Using the low latency and high speed offered by networks such as Internet2 and the Italian Research and Education Network, Italian engineers have developed audio-video conferencing software called LOLA that allows musicians separated by thousands of miles to play together seamlessly.
Dec. 1, 2012
3 min read

Networks such as Internet2 from the Internet2 Consortium (www.internet2.edu) and the Gruppo per l'Armonizzazione delle Reti della Ricerca (GARR) from the Italian Research and Education Network (IREN; www.garr.it) provide advanced high-speed network services to the academic and scientific communities in the Unites States and Italy.

Using thelow latency and high speed offered by such networks, Italian engineers have developed audio-video conferencing software called LOLA that allows musicians separated by thousands of miles to play together seamlessly (see figure). The low-latency software reduces the lag time it takes for live sound and video to travel over a network and demonstrates a delay approximately equal to what it would take sound to travel from one side of a stage to the other.

Violinist Marjorie Bagley from the University of North Carolina and cellist Cheng-Hou Lee from Northern Illinois University School of Music demonstrate LOLA, a low-latency audio and videoconferencing technology that enables real-time, simultaneous, live musical performances across long distances over advanced networks.

To successfully network a live musical performance, the round trip from instrument to human ear and back must be below 60 msec. LOLA reduces that delay to as low as 20 msec; even adding the network latency (from 0–25 msec at 3000 miles distance), the system fools the ear into believing that all the musicians are in the same place.

Claudio Allocchio, the manager of GARR's advanced application and innovation department, and Carlo Drioli, an audio/video engineer working in the Computer Science Lab at the University of Udine (www.uniud.it) and at the Giuseppe Tartini Music Conservatory (www.conservatorio.trieste.it), wrote the audio-video transmission software to reduce transmission latency, resulting in an impression shared by both performers and the audience that all the musicians on the network were in the same venue.

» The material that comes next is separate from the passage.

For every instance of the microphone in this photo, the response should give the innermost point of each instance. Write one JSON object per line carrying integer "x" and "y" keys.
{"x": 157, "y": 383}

To digitize images of the performers, Allocchio and Drioli choose initially to use monochrome analog cameras rather than digital models to reduce network bandwidth. Single cameras are interfaced to a single-channel, PC-based ALT-PCE-AN1 frame grabber fromBitFlow (www.bitflow.com). Allocchio is currently working with BitFlow to allow a number of different analog monochrome and color cameras to be deployed with LOLA and is exploring the use of digital cameras and interfaces such as CoaXPress for next-generation systems.

After images and sound are digitized, they are transmitted over the network. Internet2 provides guaranteed bandwidth up to 1 Gbits/sec to connected sites. Since monochrome VGA images at 30 frames/sec consume approximately 100 Mbits/sec bandwidth, these transmission rates are currently beyond the reach of the public Internet. While Internet2 and similar networks create a round-trip, East-to-West US coast latency of approximately 25 msec, most public Internet services create a round-trip latency greater than 200 msec, making collaboration with other musicians over public networks in near-real time impossible at present.

At the October 2012 Internet2 Fall Member Meeting in Philadelphia, PA, musicians separated by hundreds of miles showcased the LOLA system. Violinist Marjorie Bagley from the University of North Carolina (UNC) performed from Philadelphia with cellist Cheng-Hou Lee at the Northern Illinois University School of Music (NIU). A video of the performance can be found athttp://bit.ly/T4Vaej.

After successful demonstrations in the United States and Europe, there are now a number of sites that have built or are building their own LOLA systems, says Allocchio. According to Paul Bauer, director of the NIU School of Music, "People are now talking of rehearsing in advance of guest appearances. Normally a guest artist may arrive the day before a concert. Now rehearsals could take place weeks or months in advance."